There are several tell-tale signs to look out for which clearly indicate your chainsaw chain needs to be sharpened - ignoring them means you won't get the best out of your chainsaw and also you pose a risk to your personal safety. 
A professional chainsaw operator will quickly know when their chain is dulled - but it can be a little bit harder for a novice to tell exactly when to carry out sharpening.

The most obvious sign that you need to get out the chain saw sharpener is when the chain no longer self feeds smoothly and effectively. 

A correctly sharpened chainsaw should pull itself directly down through the cut.
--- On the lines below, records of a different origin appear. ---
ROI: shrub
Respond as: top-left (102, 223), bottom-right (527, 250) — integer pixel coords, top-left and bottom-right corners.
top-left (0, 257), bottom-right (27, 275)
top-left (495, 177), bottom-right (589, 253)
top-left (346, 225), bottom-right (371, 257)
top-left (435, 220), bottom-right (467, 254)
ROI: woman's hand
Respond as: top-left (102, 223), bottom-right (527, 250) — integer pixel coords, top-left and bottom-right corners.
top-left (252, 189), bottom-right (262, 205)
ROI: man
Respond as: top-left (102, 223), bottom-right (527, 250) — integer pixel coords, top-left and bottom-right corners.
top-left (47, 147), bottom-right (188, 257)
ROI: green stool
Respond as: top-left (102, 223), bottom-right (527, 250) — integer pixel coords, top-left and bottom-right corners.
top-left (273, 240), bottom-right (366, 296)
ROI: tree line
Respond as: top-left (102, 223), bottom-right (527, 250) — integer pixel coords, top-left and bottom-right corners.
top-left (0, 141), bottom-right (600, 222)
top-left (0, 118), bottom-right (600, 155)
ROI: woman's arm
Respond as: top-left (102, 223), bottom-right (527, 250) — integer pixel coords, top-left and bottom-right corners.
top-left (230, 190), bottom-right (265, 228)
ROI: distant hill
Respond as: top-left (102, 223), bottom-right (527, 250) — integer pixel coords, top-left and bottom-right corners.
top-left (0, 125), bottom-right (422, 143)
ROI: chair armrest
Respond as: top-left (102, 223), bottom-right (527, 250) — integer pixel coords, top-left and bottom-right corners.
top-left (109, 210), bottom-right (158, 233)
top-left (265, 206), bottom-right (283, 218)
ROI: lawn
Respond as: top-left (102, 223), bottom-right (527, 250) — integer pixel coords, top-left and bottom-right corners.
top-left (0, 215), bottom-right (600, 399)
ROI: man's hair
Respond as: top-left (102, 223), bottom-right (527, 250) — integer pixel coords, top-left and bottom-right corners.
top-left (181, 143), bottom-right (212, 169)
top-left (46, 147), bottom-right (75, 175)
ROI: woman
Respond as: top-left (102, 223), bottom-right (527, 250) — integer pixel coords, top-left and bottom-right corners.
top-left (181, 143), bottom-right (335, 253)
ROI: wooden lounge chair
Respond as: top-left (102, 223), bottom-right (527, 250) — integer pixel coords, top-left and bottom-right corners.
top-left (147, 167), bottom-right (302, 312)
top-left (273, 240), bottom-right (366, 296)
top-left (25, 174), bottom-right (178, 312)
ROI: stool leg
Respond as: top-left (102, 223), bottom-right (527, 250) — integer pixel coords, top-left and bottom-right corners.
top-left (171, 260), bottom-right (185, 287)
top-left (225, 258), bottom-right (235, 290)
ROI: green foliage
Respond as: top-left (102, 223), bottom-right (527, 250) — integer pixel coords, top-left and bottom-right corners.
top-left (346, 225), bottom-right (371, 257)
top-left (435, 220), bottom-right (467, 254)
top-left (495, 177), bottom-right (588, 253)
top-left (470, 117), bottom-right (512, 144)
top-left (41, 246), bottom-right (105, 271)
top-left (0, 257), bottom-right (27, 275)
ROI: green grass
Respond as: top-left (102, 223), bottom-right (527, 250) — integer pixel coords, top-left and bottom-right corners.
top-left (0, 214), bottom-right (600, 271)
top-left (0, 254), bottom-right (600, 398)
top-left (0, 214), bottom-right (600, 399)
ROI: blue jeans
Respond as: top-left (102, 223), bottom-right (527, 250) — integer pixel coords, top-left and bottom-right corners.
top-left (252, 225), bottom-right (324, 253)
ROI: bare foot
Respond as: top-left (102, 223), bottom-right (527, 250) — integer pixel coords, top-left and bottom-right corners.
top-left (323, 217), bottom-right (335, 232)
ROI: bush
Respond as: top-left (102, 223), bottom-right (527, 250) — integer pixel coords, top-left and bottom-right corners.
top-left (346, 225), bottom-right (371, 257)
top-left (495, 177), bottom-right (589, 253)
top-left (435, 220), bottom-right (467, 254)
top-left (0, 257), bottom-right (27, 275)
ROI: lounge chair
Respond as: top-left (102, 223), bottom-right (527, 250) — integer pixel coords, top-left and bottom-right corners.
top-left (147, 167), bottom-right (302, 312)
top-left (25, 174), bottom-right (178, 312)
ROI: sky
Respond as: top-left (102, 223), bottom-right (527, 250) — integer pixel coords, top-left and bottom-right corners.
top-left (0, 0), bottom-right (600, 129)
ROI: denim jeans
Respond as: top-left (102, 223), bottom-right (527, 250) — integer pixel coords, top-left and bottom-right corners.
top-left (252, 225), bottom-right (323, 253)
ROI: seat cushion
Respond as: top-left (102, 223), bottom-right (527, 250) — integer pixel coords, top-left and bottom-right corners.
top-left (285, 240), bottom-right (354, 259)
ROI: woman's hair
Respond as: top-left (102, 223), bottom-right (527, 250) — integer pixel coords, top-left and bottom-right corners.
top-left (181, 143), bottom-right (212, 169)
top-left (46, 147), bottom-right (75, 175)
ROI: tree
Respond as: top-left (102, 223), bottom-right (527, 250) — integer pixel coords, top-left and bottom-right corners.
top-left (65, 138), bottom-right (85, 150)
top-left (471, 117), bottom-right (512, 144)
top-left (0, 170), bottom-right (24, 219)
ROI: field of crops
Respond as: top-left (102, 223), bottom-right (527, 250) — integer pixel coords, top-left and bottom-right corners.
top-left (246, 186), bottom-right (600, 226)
If you find yourself pushing extra hard on the chainsaw to make it cut, or you have to use the bucking spikes on the front of the device to gain leverage, it's time to treat your chainsaw to a session with a sharpener.

Another indicator that sharpening is necessary is if you have spotted dusty discharge from the chainsaw when cutting wood. A perfectly sharpened saw should cut out perfectly squared-off wood chips. If your chain saw is producing dust instead of this kind of chip, the chain needs sharpening.

Another indicator to watch out for is a shiny chain - you should take a look at both top and side plates and see if the plating has worn away. If it has it will expose steel on the under-half, and the cutting edge will look way too shiny. The best way to restore the cutting edge is to file away steel until a desirable thin overhang of chrome is exposed again.

You must stop cutting as soon as you realise your chain is blunt. Trying to force a chain that is dull to cut anything can cause wear and tear to the power head, sprocket, guide bar and chain. 

There are also potential safety risks if you continue to use a dulled chain - there have been many accidents in the past where operators have been seriously injured as a result of using a defective chainsaw. Sharpening you chain can not only help you cut wood more effectively but could even save your life!

A perfectly sharpened chain should cut through wood almost as smoothly as a knife to butter. If it isn't cutting smoothly you are probably wasting your time and energy, putting yourself at risk and damaging your equipment into the bargain.

A chain would probably stay sharp for an incredible length of time if you were only cutting clean wood. However, in the real world, much of the wood we cut is dead or dirty and cutting often takes place near ground level when the chainsaw can come into contact with dirt, debris, stones and rocks and grit.

Any of these are capable of dulling a chainsaw chain which is revolving at phenomenal speed. That's why some people even go to the trouble of brushing or washing the wood they plan to cut before powering up their chainsaw - it could save you time in the long and extend the period before your chain needs sharpening.

Cutting wood is so much easier and safer when your chain is sharp - so, look out for the signs discussed and get that chain sharpened as soon as you think it is starting to dull.

After sharpening a chain you should always check the lubrication on your chainsaw. The chain sprocket which is located at the front of the guide bar should be lubricated with grease each time sharpening is carried out.

A pump-action grease gun can be used to pump some grease into the little nipple fitting at the front of the bar in order to lubricate the sprocket. Doing this will make your chainsaw run better and you'll get more power out of it.